Twenty-two years ago I began my first student teaching experience. Filled with delusions of a soon-to-be teacher, I thought I knew what a superior teacher’s classroom would look like; how the master teacher would teach and how he’d interact with students. I believed I knew what great teaching looked like.
Walking into Mr. Golden’s middle school classroom, I immediately noticed the relatively bare walls—the few existing posters probably had been hanging since the school opened. Students, who would only be called by their last names preceded by Mr. or Ms., filed into the class in an orderly manner. They sat, took out their notebooks and prepared for the day’s lecture.
Mr. Golden’s lectures were relatively dry and student interaction was minimal. After the lecture, students completed a desk assignment. Only after completion of this individual work would students begin to talk as they moved into their pre-assigned groups to prepare for their weekly quiz.
Every day was the same—lecture, individual work, cooperative learning.
For the first two weeks, I wondered why my college placed me in this class. What was I to learn from this robotic, formulaic teacher? I soon learned the answer.
One day while the students were on a field trip, Mr.
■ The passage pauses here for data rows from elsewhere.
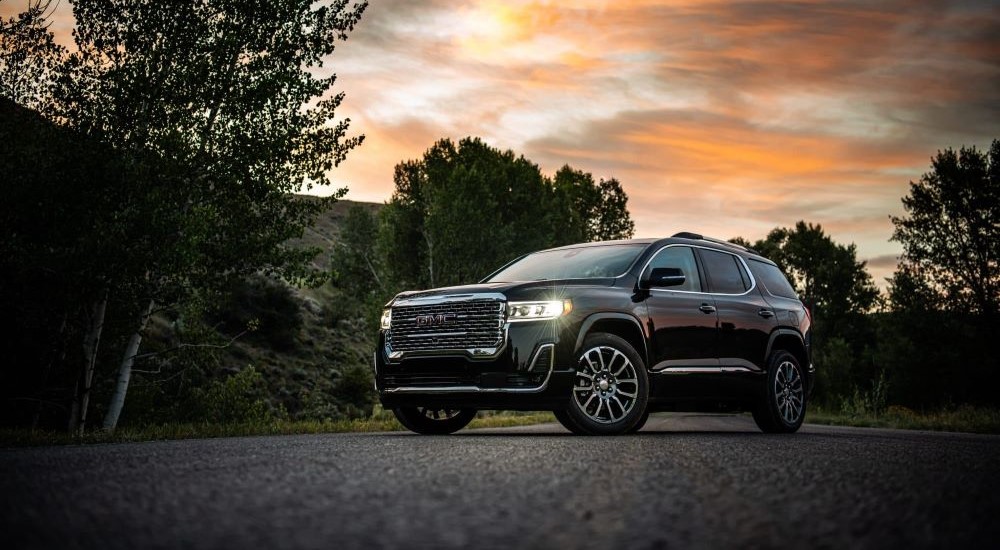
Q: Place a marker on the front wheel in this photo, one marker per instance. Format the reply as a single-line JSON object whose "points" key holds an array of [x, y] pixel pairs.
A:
{"points": [[611, 388], [783, 406], [434, 421]]}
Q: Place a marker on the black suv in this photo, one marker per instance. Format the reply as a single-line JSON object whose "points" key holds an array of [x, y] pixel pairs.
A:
{"points": [[602, 334]]}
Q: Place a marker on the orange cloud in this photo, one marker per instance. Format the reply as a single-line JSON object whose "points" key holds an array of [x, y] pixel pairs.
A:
{"points": [[728, 117]]}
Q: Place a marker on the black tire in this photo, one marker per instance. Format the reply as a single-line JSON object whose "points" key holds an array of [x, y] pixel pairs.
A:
{"points": [[564, 418], [611, 388], [434, 421], [783, 403], [642, 422]]}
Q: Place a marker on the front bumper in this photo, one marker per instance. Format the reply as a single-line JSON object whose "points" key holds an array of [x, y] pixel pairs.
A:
{"points": [[529, 372]]}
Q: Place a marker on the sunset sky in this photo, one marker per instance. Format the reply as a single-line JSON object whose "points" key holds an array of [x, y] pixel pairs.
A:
{"points": [[726, 118]]}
Golden got right to the heart of the matter, “You probably think my lessons are pretty boring and lack something.” Before I could even muster an apologetic, “No,” he began to explain. “I haven’t always taught like this. But this is what the students need (nearly 100% were poor, minority students from tough neighborhoods). For many students, this is the only structured and predictable thing in their lives.”
Why this style worked for Mr. Golden
Over the next couple of weeks, I began to realize he was right.
His classroom procedures brought order to their middle school lives. Although mild-mannered, he established high behavioral and academic expectations. Students were always on task. Most importantly, students learned.
We can all learn from my naiveté. We cannot standardize what a great classroom environment looks like or what an expert teacher does or doesn’t do. Nor can we standardize what great teachers do and force these standards on all teachers. Administrators cannot rely solely on observation checklists.
Teaching is hard work. Teachers should be held accountable, but we cannot impose a one-size-fits-all approach on our teachers. Instead we must honor each teacher’s individual strengths. We must treat them with the respect they deserve and support them and work with them.
Doing so will give our students what they deserve: excellent teachers.